As a young boy, Corban University senior Craig Johnson didn’t know he was different from the rest of the children in school.
However, the social norms that most children learn as they grow eluded him. When a teacher was speaking, he would get out of his seat and circle the classroom and sit down again. He couldn’t look others in the eye, instead looking them up and down or not at all. He found friendships with older people much easier than with his own peers.
Although the signs were there, it wasn’t until Johnson turned 12 that he was formally diagnosed with Asperger Syndrome, a condition related to autism. The disorder will often debilitate people well into their adult years, if not their entire lives if left untreated.
With the support of his family, Corban’s respected faculty and friendships with fellow Christian students, Johnson is thriving at the university and accomplishing goals that a decade earlier would have been unimaginable. Instead of letting the disorder beat him, he plans to walk across the stage during Corban’s commencement ceremony in May with a major in psychology and a desire to help others with autism.”
“I want to become a spokesperson for an organization,” he said. “During my first 12 years, I would often get in trouble, but my parents and teachers just didn’t know what was going on.”
Johnson moved to Oregon with his mother when he was 12. Teachers at the private school he attended noticed the signs and encouraged his mother to have her son see a counselor and a speech therapist, which led to his diagnosis.
One of his most important goals is creating awareness, especially for parents of young children, he said. According to www.AutismSpeaks.org, one in every 110 children has the disorder, with one in 70 being boys. Signs include not understanding how to use their voices and facial expressions appropriately. They often won’t understand politeness and social norms or how to appropriately interact with people.
Some severe cases include mental disabilities and poor motor skills, while others, such as Johnson, are highly intelligent and function well within their environments.
The signs typically begin to manifest themselves when a child is 2 to 3 years old, when parents are more likely to consider the problem simply a behavior issue the child will grow out of.

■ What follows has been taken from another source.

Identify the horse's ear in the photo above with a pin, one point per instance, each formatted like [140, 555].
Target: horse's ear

However, the older a child gets, the harder it can be for therapy to change patterns and behaviors.
“I had to meet with a counselor each week,” he said. “I went through self-awareness training and a speech therapist to learn how to use facial expressions and vocal tones.” As he prepared for graduation, he sought a college where he could establish routines that would help him through each day, but also where he could get the one-on-one interaction he needed to succeed. He found that at Corban University.
“If I mention his name on campus, everyone knows who I am talking about,” said Dr. Richard Meyers, the chair psychology at Corban. “He endured a lot of discrimination and missed blocks of education during his first 12 years of life. He has social and emotional chaos, but he’s learned not only the academics, but how he learns best and is very serious about his education.”
Faculty and staff also learned from Johnson, Meyers said. Although professors never changed their high standards for coursework, they learned how to clarify their expectations in ways that benefitted all students.
Meyers said Johnson is the first student with Asperger Syndrome he has worked with during his tenure at Corban that he is aware of.
“I can’t tell if it’s him growing or us growing,” Meyers said. “I’ve come to appreciate the power of the human mind and what it can accomplish. I’ve learned the power of a support system and what it takes for him to come through the college experience.
“We are valuing him and affirming him and watching God work through him,” Meyers added. “I see a great future for him as a public speaker and being able to share his testimony with others.”
Already his experience living with Asperger Syndrome has made Johnson a valuable addition as an intern at Family Building Blocks in Salem.
“He has been an amazing resource to work with,” said Kaye Cepeda, Family Services Supervisor at the non-profit social services agency. “I’ve seen him expand his role and opportunities so much in the time that he has been with us.”
His duties include training new interns in various tasks, such as developing a newsletter that will reach 300 or more families each month. He also scours the Family Building Block waiting list to identify families with children who may be eligible for Head Start Services.
Additionally, he schedules tours of Family Building Blocks and works to connect families to Family Building Block resources including playgroups.
“That’s his forte, his gift,” Cepeda said. “He sends out the most lost contact letters we’ve ever seen. He’s very thorough and efficient in his work.”
Although he admits it is one of the toughest parts of his job, Johnson said he is getting more comfortable on the phone contacting families and others with the FBB network. He’s also provided his personal insight and experience to the Swindells Child Disability Resource Center across from Family Building Blocks. Craig routinely contacts partnering agencies as part of his internship.
Watching Johnson build confidence has been “amazing,” Cepeda said.
“It’s like night and day from when I first met him,” she said. “He’s gaining confidence and dialoguing with adult clients. He’s getting better at working in a fast-paced, changing environment. It has been wonderful having him here.”
For now, Johnson is working on completing his studies and internship and trying not to think too far ahead. However, he trusts that God will place him where he is needed most.
“I know what I would like to do,” he said. “But God knows more than I do.”